卵巣機能不全、卵管閉塞と診断され体外受精を8回行いましたが妊娠には至らず、まずは身体づくりをしようと漢方薬を服用。その後10か月目にして待望の妊娠、経過は順調です。
体外受精8回。一つでも良い卵が採れるようになりたい
Kさん30歳。結婚2年目のときからタイミング法で5カ月トライしていましたが妊娠の兆候がなく、病院で検査を受けた結果卵巣機能不全、卵管閉塞と診断され、妊娠するには体外受精しか方法はないと告げられました。そして体外受精を8回行い、うち1回は妊娠したものの5週目で流産。その後排卵誘発剤を使っても採卵できない状態が続き「ひとつでも良い卵子が採れるように体質を改善したい!」と来店されました。
Kさんは冷え症で疲れやすく下肢がむくみやすい体質で、かつて無理なダイエットしていたことがありました。月経周期は23~25日、月経が2日で終わり経血量が少ないことが気になる点でした。さらに卵巣機能予備能の指標とされるAMH(抗ミュラー管ホルモン)値が0.3、46歳以上で1.0ですからほぼ閉経に近い値です。
Kさんの体質を中医学的にみると
身体が冷え疲れやすいそして月経血が少ないということから、活動エネルギーの「気」と全身を巡り栄養と熱を届ける「血」の不足つまり「気血両虚」(きけつりょうきょ)であり下肢のむくみや卵管閉塞は気血の流れが停滞している状態であり、このことを「瘀血」(おけつ)と言います。そして卵巣機能不全ということから、五臓六腑の中で生殖を司る「腎」の力が低下している「腎虚」と考えられます。また若いころの無理なダイエットが気血両虚、お血、腎虚をさらに進めてしまったかもしれません。
クリニックでの不妊治療でほぼ毎周期ごと採卵のため排卵誘発剤のクロミッドを使っていましたが、クロミッドは子宮内膜を薄くする作用があるため、Kさんのように月経の出血期間が短く量が少ないのはクロミッドの影響だと思われます。
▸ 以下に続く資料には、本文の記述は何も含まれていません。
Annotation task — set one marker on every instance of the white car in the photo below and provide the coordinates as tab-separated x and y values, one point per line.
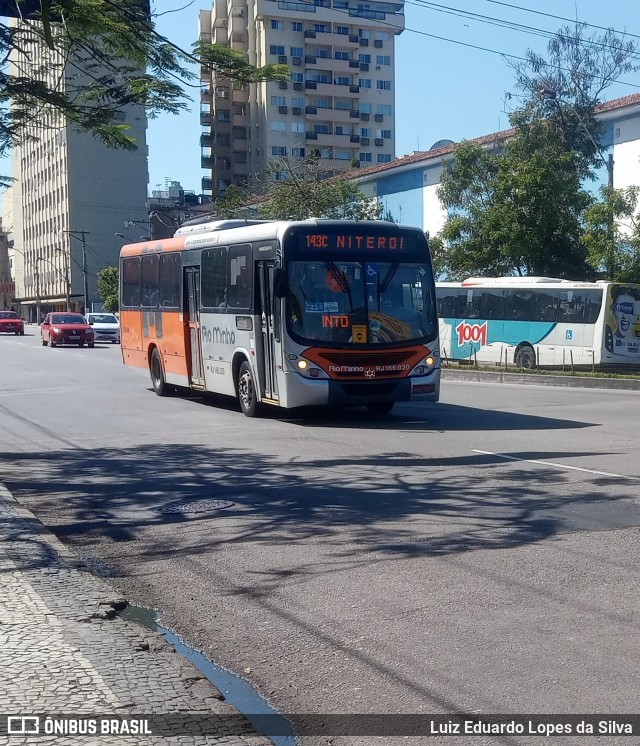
106	327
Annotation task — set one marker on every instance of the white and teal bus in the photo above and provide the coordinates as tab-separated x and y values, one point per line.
539	322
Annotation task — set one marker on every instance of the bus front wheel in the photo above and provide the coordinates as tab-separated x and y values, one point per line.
157	374
247	394
526	357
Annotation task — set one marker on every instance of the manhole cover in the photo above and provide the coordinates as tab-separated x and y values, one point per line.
196	506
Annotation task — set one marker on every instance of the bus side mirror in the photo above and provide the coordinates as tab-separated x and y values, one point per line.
278	283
Traditional and Modern Medicine / spotreporting
妊娠しやすい身体に整えていくために
気血を補いその流れを良くする婦宝当帰膠(ふほうとうきこう)と冠元顆粒(かんげんかりゅう)、腎の力を養う杞菊顆粒(こぎくかりゅう)と海精宝(かいせいほう)をお勧めしました。服用し始めて2カ月過ぎた頃、それまで採卵しても空胞だったのが3個採卵できそのうち1個が胚盤胞まで育ちました。当初生理3日目のエストロゲン値0がこの頃には20まで上がってきました。その翌々周期には胚盤胞を2個凍結保存することができました。しかし子宮内膜が4mmと移植できる厚さには至らず、採卵しても受精までいかなくなり足踏み状態。しかし以前より月経量が増えたことを実感していました。
10ヶ月間の体質改善で見事妊娠!
服用し始めて9ヶ月、生理3日目のエストロゲン値が40に上昇、クロミッドを使わずに1個採卵できました。さらに内膜が8.5mmになりようやく胚盤胞の移植へと大きく前進しました。
移植後妊娠の陽性反応を確認、その頃少量の出血と下腹部痛がありましたがなんとか無事に9週目に入り今はとても安定しています。これから出産という大仕事と、産後の授乳をはじめ育児という長丁場にむけて再び漢方薬でパワーを蓄えて赤ちゃんとともに元気に過ごして頂きたいと思います。